Trusted adults silencing a thirteen-year-old for speaking her truth is not so benign.
The groundbreaking and landmark Adverse Childhood Experience Study (ACES)demonstrated an association of adverse childhood experiences with health and social problems as an adult. According to The Center for Disease Control,“Childhood experiences, both positive and negative, have a tremendous impact on future violence, victimization and perpetration, and lifelong health and opportunity. As such, early experiences are an important public health issue.”

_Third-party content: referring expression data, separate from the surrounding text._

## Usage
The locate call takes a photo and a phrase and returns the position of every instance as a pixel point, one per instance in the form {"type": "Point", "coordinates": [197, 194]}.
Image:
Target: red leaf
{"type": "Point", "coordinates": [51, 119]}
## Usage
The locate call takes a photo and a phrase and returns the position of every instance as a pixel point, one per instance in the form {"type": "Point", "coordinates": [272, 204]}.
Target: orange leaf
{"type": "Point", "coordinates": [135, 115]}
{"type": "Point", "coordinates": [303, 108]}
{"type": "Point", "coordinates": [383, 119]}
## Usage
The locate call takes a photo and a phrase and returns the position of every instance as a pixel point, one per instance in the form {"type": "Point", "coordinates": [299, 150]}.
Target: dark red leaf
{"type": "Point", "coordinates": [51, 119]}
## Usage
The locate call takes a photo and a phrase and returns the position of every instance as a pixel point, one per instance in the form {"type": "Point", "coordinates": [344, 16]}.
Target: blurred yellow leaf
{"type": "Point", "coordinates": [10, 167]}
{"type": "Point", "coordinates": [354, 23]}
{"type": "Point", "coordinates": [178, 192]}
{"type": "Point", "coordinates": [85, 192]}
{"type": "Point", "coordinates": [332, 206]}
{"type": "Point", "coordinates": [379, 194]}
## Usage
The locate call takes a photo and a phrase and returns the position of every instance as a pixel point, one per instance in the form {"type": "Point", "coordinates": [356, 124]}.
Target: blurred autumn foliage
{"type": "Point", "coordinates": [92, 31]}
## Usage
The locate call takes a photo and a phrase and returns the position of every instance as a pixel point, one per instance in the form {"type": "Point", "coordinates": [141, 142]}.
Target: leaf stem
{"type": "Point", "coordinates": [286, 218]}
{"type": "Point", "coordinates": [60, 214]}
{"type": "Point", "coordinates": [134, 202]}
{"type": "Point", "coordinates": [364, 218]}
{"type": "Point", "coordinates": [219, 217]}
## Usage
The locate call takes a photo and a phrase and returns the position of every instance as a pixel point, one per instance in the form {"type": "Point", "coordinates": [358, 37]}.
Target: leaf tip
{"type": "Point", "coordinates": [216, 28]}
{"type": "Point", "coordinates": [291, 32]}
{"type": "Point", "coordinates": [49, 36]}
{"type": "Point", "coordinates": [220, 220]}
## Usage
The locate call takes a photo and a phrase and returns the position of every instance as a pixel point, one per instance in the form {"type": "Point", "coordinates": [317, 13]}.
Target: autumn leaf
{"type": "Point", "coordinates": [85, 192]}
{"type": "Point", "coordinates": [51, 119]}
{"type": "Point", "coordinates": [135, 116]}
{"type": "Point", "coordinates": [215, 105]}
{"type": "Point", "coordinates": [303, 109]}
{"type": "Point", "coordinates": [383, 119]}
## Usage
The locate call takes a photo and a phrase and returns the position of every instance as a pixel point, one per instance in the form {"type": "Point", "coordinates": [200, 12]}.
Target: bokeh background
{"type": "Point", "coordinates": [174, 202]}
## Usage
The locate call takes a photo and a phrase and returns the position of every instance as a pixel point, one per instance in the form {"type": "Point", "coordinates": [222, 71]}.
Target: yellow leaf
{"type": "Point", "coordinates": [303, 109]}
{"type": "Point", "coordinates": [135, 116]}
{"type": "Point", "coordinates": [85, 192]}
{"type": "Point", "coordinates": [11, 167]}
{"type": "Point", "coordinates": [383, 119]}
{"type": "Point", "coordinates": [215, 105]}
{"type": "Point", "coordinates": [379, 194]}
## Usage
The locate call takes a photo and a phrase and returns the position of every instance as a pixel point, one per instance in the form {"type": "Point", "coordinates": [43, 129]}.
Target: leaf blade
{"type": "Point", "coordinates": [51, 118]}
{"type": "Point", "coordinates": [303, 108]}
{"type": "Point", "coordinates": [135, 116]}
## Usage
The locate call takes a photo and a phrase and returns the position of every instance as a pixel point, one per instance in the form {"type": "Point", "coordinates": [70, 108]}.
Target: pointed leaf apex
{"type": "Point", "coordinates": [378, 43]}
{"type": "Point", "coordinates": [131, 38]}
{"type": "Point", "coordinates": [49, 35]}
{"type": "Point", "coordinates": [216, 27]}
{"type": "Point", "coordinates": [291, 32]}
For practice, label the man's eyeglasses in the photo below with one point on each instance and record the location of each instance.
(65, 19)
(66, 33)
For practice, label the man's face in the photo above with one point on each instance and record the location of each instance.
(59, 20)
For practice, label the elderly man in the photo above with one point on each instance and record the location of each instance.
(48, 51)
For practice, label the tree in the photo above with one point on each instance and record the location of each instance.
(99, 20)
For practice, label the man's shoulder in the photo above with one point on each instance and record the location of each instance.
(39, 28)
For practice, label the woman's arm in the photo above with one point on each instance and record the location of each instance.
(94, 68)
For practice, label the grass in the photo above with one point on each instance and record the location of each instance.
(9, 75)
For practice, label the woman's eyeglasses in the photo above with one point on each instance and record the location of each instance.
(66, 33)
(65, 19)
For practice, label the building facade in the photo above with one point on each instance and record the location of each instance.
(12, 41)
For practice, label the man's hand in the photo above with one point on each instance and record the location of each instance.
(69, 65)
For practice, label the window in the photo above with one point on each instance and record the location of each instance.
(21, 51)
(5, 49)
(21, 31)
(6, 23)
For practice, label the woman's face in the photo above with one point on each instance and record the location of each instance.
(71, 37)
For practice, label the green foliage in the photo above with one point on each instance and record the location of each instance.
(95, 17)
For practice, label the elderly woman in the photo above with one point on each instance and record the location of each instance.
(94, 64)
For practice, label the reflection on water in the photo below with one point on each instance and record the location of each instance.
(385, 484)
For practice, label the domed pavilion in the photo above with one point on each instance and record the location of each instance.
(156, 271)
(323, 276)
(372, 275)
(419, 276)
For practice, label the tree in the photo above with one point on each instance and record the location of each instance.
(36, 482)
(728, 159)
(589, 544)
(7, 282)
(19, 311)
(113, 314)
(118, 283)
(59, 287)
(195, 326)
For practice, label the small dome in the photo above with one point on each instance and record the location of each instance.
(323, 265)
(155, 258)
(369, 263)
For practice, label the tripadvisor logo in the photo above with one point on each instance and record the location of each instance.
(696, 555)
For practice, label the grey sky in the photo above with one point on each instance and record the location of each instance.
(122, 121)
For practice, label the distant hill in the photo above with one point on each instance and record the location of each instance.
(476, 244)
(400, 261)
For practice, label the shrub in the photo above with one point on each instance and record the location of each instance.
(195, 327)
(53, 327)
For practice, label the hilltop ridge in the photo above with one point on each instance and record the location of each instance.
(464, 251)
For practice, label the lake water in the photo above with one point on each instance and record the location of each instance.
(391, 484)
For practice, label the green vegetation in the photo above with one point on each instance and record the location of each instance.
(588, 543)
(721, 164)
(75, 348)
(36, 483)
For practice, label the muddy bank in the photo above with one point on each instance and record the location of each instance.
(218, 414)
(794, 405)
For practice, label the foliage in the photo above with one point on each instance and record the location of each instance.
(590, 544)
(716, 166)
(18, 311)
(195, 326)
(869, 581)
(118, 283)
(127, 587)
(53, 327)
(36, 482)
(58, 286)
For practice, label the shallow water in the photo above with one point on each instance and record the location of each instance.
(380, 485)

Millions of adults are quite familiar with the anxiety, depression, and other issues that can insidiously manifest over time as a result of childhoods in which expression of their truth was forbidden, mocked or punished. Secondary trauma, when not addressed, happens over time with symptoms often manifesting months and even years after the upsetting event.
Savannah is fortunate. She had a sympathetic parent who allowed the immediate release of her tears, supportive friends were present in the church (hence the sharing of the video) and judging from the media attention, it appears Savannah has accumulated a bevy of supportive strangers.
In response to the video of Savannah going viral, Judd Law, the lay bishop who leads the congregation said the event was exploited to “politicize worship services and violate church decorum.”
“We do not politic in our chapels,” remarked Mr. Law. “Exploiting this recording for political purposes is inconsistent with the nature of our worship services.”
The worship service, it appears, is all about love and compassion until the love and compassion don’t meet the imposed definition of such and then it’s “politicking.”
Sounds like a spin on what was plain and simply an odious action meant to silence that which made a few white, narrow-minded men uneasy.
Hopefully there are additional congregants in Eagle Mountain who are bothered by what they witnessed and who will say as much; otherwise Eagle Mountain is looking less like a church and more like a cult.
If the goal is to build healthy and compassionate communities, it is everyone’s responsibility to not only never suppress the Savannahs of the world but, also to support and to encourage them as more and more Savannahs will inevitably emerge in a society that is steadily moving forward albeit with a few bumps.